The error I get is “can’t convert CUDA tensor to numpy. Use Tensor.cpu() to copy the tensor to host memory first.”. This appears during gs.fit(X, y). Of course if I convert this to cpu() it works but that defeats the purpose because I’d like to avoid data transfers from memory to the gpu. Anything I am missing?

acarlier · March 23, 2020, 10:56pm

This means X and y already are PyTorch tensors, so you don’t need to import them from NumPy. Just remove the first 3 lines

nushib · March 24, 2020, 12:56am

Thanks! I also just read in the skorch documentation that fit() converts X and y to pytorch tensors. It however doesn’t say whether it transfers the data to the gpu. To make this more concrete, below is the code I am running. The problem appears on net.fit() as well. Here X, y are just numpy.ndarray-s. If used as such, they will be located in main memory and not in the gpu which is why I am importing, or am I wrong?

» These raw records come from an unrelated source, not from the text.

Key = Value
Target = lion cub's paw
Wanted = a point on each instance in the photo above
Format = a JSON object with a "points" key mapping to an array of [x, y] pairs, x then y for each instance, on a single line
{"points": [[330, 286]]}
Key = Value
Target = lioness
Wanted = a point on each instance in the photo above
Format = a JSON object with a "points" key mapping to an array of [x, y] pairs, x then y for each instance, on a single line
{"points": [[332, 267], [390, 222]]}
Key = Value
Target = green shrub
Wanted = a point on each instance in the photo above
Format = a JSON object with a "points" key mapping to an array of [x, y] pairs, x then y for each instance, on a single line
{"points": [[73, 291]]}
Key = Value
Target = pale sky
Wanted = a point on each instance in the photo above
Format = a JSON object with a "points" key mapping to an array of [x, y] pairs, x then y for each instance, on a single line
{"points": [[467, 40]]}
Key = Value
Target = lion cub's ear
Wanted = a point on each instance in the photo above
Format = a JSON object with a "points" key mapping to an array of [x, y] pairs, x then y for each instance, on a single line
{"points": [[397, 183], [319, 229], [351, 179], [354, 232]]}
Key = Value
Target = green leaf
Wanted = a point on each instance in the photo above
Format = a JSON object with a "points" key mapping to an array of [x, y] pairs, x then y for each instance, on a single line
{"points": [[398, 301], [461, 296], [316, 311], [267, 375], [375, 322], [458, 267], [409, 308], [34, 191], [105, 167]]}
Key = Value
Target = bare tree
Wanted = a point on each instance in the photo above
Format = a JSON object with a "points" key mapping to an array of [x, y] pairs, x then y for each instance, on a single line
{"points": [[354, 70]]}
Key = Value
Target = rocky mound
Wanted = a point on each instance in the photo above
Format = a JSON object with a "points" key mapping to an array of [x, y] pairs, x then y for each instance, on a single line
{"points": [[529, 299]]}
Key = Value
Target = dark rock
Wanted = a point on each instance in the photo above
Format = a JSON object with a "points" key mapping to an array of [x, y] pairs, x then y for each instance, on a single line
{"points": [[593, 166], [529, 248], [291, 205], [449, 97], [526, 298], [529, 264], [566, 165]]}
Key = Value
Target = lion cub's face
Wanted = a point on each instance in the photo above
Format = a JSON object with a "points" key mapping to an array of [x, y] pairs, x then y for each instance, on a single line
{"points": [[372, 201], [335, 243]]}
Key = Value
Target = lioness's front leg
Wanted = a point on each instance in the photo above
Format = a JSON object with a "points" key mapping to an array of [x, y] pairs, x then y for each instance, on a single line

Because of this, the following code runs 1.5 faster on cpu.

import numpy as np
from sklearn.datasets import make_classification
from torch import nn
import torch.nn.functional as F
import torch
from skorch import NeuralNetClassifier
from datetime import datetime, time as datetime_time, timedelta
from dateutil.relativedelta import relativedelta
from sklearn.model_selection import GridSearchCV


def diff(t_a, t_b):
    t_diff = relativedelta(t_b, t_a)  # later/end time comes first!
    return '{h}h {m}m {s}s'.format(h=t_diff.hours, m=t_diff.minutes, s=t_diff.seconds)

class MyModule(nn.Module):
    def __init__(self, num_units=10, nonlin=F.relu):
        super(MyModule, self).__init__()

        self.dense0 = nn.Linear(20, num_units)
        self.nonlin = nonlin
        self.dropout = nn.Dropout(0.5)
        self.dense1 = nn.Linear(num_units, 10)
        self.output = nn.Linear(10, 2)

    def forward(self, X, **kwargs):
        X = self.nonlin(self.dense0(X))
        X = self.dropout(X)
        X = F.relu(self.dense1(X))
        X = F.softmax(self.output(X), dim=-1)
        return X

device = "cuda"
net = NeuralNetClassifier(
    MyModule,
    max_epochs=100,
    lr=0.1, 
    # Shuffle training data on each epoch
    iterator_train__shuffle=True,device=device
)

X, y = make_classification(1000, 20, n_informative=10, random_state=0)
X = X.astype(np.float32)
y = y.astype(np.int64)

X =  torch.from_numpy(X).to(device)
y = torch.from_numpy(y).to(device)

t_a = datetime.now()
net.fit(X, y)
y_proba = net.predict_proba(X)
t_b = datetime.now()
print(diff(t_a, t_b))